Confused, I remained at the open door looking out at the street. There were no lights, no cars, no human sounds other than Edward’s footsteps when he approached.
“Do
you have neighbors?” I asked.
He came up beside me, a tall, warm presence with his arm brushing mine. “One,” he said. “The house is farther down the street. It’s a biggie, impressive since they’re retirees. This is their summer home. They also have places in Palm Springs and Vail.”
“Must be loaded,” I said and stood straighter. This was the last piece, I realized, the only other qualm I had. Trying to put it into coherent thought, I looked back at the living room, the stairs, and the library. By the time he was done, Edward’s house would be as impressive as anyone’s in the town.
It was light-years removed from my tiny cabin, my modest life, even my pickup truck. I had chosen this lifestyle for a reason. The last one, fully loaded, had been a disaster.
I looked up at him. His face was shadowed. With the lights flanking the front door either non-functioning or simply not on, the glow of the moon on the edges of clouds had too big a job. But I could see he was looking at me. So I said, “We had a three-car garage once before. Is that a bad omen?”

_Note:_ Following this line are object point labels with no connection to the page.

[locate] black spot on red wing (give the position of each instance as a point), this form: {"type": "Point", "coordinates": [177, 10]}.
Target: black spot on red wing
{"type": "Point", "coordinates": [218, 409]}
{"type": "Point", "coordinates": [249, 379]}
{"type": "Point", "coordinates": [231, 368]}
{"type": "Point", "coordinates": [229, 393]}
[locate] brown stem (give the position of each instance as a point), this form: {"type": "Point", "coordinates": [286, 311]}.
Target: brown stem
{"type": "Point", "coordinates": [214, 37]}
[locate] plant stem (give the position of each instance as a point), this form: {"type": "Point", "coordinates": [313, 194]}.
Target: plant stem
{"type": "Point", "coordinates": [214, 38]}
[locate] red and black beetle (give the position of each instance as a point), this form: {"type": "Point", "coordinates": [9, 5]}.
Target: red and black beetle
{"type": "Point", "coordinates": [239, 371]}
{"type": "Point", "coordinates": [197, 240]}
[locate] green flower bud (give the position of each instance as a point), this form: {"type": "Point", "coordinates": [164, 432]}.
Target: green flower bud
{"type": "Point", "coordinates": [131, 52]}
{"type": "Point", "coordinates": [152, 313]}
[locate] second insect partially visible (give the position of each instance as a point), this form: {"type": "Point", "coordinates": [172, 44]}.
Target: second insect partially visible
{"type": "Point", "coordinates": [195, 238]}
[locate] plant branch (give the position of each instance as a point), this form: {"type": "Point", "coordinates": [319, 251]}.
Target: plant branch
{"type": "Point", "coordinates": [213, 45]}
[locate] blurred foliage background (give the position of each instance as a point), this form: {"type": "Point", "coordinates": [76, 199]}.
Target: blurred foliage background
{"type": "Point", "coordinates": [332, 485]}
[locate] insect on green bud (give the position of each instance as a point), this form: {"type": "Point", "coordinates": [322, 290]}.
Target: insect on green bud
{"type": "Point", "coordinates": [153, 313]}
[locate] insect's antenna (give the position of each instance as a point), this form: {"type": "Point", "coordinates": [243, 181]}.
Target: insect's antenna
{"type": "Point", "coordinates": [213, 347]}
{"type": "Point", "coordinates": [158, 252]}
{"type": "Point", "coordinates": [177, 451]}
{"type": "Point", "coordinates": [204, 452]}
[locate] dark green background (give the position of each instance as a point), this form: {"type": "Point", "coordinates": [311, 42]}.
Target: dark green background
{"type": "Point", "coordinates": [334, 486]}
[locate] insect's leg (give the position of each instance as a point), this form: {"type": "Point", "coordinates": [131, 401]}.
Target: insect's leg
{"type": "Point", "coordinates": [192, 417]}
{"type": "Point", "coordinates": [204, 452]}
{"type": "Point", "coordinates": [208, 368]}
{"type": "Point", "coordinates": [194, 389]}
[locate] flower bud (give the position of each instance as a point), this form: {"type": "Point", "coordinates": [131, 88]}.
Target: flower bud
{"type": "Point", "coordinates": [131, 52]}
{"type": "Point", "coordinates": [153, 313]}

He didn’t frown or flinch, didn’t seem to spend a single second weighing the matter, but said with utter calm, “Absolutely not. Our lives, our minds, our dreams are different now. They have nothing to do with the way we were. They aren’t even about the way we are now. They’re about the way we want to be.”
There it was again, the issue of hope. That was what my mother’s love gave me. It was what Liam’s arrival had brought. It was what my friendships here in Devon added.
With that realization, the final piece very softly clicked into place. I still had issues with me. But other people did not. They saw me as I was now, even as I might be in the future, not as I was back then. At some point, I had to hear what they were saying.
Only when I was silent did Edward show the slightest doubt, but it was more about wanting my agreement. No dictator, my Edward, no philosopher spouting lofty sayings. We might have failed to communicate after Lily died, but that wasn’t the way we wanted to be.
“Aren’t they?” he asked—our lives, minds, and dreams about the way we wanted to be.
Turning into him, I slipped my arms around his waist. I inhaled deeply, and, when his arms closed around me, exhaled into a smile. “They are.”